When Prometheus is punished by Zeus for stealing fire and giving it to humankind, Prometheus is chained to the face of a steep mountain. Thus, chains represent Prometheus’s imprisonment and physical confinement within Prometheus Bound, but they are also symbolic of Hephaistos, the Greek god of blacksmiths and metalworking. Zeus forces Hephaistos to chain Prometheus to the mountain because Hephaistos is the god of fire and Prometheus has stolen Hephaistos’s “flower,” but Hephaistos is also the blacksmith of the gods. In addition to forging all their weapons and armor, he presumably fashions the strongest “unbreakable” chains as well. Hephaistos has compassion for Prometheus, however, and doesn’t want to bind him, but that choice is not Hephaistos’s to make. As he binds Prometheus to the mountain with his chains, Hephaistos curses his own “skill.” “I hate you,” Hephaistos says of his “handiwork” and ability to forge metal in fire, thereby reflecting his resentment for both the chains and his “flower,” fire.
While chains represent Prometheus’s physical confinement, they represent Hephaistos’s confinement as well. Hephaistos is not physically chained in quite the same way as Prometheus, but he is bound by his chains all the same. Even though Hephaistos doesn’t want to bind Prometheus and feels compassion and sympathy for his plight, he is still forced by his own fear of Zeus’s power to participate in Prometheus’s punishment. Hephaistos isn’t free to act upon his own will, and Aeschylus thus implies that Hephaistos is just as confined as Prometheus is.
Chains Quotes in Prometheus Bound
We have arrived at the far limit of the world.
These are the Scythian mountains, desolate and vast.
Hephaistos, you must carry out the Father’s will
and bind the criminal to this steep looming rock
with chains of adamant, unbreakable.
It was your flower he stole, the bright and dancing fire,
and gave its wonderworking power to mortals.
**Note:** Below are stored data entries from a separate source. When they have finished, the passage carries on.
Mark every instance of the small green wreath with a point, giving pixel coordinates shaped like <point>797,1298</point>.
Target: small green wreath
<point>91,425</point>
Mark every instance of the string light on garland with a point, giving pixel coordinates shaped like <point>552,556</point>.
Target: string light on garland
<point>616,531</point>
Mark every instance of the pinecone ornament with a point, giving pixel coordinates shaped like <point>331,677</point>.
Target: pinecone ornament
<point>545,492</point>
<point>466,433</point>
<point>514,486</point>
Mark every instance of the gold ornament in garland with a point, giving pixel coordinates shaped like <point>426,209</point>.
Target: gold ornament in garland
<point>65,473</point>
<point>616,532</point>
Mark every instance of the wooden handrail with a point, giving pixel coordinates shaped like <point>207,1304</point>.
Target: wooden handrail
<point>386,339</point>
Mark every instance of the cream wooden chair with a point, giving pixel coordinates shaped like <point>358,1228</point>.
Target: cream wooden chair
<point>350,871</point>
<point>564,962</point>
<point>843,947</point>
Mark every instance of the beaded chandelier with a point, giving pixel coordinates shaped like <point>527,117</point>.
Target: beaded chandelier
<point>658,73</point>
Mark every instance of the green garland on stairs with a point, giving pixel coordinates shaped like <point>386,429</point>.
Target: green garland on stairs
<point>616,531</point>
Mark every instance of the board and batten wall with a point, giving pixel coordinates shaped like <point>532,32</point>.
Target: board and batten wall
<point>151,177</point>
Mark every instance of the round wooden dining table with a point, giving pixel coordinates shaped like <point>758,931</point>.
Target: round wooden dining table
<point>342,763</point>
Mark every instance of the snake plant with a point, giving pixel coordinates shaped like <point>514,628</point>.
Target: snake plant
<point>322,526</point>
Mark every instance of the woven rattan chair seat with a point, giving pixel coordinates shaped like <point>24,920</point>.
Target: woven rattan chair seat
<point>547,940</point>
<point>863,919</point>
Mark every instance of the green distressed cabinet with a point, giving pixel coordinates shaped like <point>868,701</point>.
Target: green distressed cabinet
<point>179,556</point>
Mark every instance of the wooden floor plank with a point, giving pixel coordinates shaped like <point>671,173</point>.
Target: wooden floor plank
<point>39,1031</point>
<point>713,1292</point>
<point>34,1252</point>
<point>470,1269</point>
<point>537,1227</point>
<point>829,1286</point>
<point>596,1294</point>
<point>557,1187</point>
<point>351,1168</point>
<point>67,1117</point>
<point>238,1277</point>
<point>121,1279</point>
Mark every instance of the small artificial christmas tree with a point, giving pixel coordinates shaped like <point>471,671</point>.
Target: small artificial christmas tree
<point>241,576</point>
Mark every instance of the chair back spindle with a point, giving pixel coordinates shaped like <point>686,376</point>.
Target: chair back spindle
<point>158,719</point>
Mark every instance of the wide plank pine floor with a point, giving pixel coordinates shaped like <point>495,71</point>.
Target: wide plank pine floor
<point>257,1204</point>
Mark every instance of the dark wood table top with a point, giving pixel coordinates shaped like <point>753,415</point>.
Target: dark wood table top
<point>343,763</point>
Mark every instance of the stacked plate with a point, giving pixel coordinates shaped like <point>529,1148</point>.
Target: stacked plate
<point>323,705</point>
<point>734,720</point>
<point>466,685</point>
This is the crime for which he now must pay
the price to all the gods, that he may learn
to love the tyranny of Zeus
and quit his friendship with the human race.
And yet
I can’t accept my lot—
neither in silence, nor in speech:
that I was yoked in chains
for bringing gifts to mortal men.
I hunted out and stole the secret spring
of fire, and hid it in a fennel stalk,
to teach them every art and skill,
with endless benefit. For this offense
I now must pay the penalty: to live
nailed to this rock beneath the open sky.